How have markets reacted to prior US tariff threat pronouncements on China and possible strategies 

  • Rates: US 10yr bond yields on average declined for about a week before resuming an upward move following each announcement. However, with the threat of further escalation looming, investors may consider adding to long duration strategies should yields back up.
  • Equities: US equities dropped in the days after the announcement of the Section 301 investigation (March 22, 2018) and the first set of tariffs on $50bn of Chinese imports (June 15, 2018) and more recently last week while EM equities declined after each announcement. With the threat of an extended stalemate looming, EM equities are likely to remain under pressure while DM equities, bolstered by the global central banks’ dovish pivot (particularly the S&P500) could also see a more extended decline if the US and China either extend the trade dispute or the US decides to extend tariffs on all Chinese imports.

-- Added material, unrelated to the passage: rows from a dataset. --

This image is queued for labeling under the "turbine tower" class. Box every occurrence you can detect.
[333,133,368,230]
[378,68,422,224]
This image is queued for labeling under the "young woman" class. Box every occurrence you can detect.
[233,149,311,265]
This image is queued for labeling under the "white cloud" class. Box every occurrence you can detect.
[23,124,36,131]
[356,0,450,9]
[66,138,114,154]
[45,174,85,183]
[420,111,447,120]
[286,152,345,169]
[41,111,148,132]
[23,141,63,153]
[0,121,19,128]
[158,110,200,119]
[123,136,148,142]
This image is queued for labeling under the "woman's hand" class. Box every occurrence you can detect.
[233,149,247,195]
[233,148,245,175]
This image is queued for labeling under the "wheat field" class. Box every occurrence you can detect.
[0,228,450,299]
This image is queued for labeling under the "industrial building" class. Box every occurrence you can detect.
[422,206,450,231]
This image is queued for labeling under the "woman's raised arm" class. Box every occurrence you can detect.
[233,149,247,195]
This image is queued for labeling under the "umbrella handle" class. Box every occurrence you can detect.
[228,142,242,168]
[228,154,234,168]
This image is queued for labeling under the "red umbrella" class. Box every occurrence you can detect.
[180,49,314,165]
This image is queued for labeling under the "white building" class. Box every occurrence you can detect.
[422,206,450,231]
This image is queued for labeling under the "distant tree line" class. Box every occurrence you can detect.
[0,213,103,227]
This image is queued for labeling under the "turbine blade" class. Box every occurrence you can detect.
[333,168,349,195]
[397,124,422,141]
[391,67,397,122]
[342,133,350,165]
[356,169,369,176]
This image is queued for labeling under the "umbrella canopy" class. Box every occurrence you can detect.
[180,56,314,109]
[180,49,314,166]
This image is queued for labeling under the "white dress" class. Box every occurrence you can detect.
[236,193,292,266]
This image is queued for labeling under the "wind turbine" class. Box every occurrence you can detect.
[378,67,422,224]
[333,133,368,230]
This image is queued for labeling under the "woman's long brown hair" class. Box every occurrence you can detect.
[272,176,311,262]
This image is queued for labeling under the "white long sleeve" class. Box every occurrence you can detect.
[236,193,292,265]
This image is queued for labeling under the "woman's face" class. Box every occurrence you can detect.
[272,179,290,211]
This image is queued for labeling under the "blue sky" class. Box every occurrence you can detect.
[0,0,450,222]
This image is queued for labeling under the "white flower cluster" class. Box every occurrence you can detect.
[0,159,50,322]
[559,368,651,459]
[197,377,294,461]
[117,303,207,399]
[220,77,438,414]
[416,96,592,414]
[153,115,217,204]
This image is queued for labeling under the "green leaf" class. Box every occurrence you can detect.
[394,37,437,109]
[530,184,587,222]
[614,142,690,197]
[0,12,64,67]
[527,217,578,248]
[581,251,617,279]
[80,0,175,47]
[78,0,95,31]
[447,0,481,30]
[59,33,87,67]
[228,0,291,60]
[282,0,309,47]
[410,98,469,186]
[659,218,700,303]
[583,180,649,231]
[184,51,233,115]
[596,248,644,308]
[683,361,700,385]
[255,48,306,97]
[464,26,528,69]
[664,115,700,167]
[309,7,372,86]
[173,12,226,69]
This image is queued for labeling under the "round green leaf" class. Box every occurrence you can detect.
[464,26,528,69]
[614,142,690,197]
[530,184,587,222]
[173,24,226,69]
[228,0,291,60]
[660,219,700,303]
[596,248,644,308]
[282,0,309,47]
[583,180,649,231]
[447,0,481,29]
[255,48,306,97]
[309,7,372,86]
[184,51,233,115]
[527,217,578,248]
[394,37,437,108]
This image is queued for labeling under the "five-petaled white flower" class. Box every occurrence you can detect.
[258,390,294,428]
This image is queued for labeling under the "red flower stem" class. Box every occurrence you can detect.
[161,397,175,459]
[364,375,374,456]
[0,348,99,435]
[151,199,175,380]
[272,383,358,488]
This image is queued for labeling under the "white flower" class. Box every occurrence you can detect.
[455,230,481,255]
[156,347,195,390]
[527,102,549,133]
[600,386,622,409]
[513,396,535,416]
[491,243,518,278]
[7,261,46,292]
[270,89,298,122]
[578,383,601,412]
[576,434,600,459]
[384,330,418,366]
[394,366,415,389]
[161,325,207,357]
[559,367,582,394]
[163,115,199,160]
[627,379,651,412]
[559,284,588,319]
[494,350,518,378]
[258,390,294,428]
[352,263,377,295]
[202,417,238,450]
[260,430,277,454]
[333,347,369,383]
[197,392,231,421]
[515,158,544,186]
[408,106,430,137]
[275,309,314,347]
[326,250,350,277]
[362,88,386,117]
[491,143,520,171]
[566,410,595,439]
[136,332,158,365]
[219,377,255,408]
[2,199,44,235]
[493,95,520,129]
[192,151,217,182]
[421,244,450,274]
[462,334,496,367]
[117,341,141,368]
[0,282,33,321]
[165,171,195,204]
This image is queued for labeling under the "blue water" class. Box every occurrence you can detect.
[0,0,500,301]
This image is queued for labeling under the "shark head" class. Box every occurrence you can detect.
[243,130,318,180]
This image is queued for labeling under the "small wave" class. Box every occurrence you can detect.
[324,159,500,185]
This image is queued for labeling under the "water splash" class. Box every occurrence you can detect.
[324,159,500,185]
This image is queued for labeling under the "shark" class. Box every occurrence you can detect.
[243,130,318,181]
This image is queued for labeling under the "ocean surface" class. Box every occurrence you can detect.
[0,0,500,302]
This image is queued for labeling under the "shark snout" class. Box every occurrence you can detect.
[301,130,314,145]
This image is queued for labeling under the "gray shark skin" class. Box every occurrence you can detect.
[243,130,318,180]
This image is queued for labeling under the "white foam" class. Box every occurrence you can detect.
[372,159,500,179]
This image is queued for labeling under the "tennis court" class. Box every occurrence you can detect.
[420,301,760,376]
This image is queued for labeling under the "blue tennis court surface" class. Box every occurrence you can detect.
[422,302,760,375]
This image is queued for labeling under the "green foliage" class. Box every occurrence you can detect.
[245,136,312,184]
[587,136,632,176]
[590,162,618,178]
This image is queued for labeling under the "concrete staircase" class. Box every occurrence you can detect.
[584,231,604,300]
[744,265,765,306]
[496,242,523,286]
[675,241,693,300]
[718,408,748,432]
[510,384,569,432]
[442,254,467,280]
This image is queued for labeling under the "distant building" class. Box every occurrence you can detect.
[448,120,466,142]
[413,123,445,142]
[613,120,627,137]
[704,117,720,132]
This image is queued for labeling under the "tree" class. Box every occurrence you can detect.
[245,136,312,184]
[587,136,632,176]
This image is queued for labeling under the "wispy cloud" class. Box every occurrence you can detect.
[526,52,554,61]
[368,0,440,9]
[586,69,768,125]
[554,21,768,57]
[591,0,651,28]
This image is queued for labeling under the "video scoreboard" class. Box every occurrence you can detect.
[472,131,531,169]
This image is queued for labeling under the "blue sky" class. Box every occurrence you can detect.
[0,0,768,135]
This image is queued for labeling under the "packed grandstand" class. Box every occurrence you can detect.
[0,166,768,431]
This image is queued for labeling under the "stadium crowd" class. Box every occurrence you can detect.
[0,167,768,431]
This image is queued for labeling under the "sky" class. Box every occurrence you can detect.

  • Exchange rates: USD was relatively flat through the first 2 weeks from each announcement on average but strengthened afterwards against a basket that includes CNY and EUR.  Meanwhile, DM currencies strengthened relative to EM after each announcement. A similar response is expected this time around with demand for safe haven currencies (JPY, CHF and USD to a lesser extent) likely to rise as investors reduce exposure to EM (CNY) and G10 risk currencies (AUD & NZD).
  • Commodities: Metals and gold prices weakened after the announcement of tariffs on average, while oil prices strengthened. In this recent episode, the commodity complex is pricing in a more than -10% drawdown in global trade volume growth but that could extend further should the US and China either extend the trade dispute or the US decides to raise tariffs on all Chinese imports.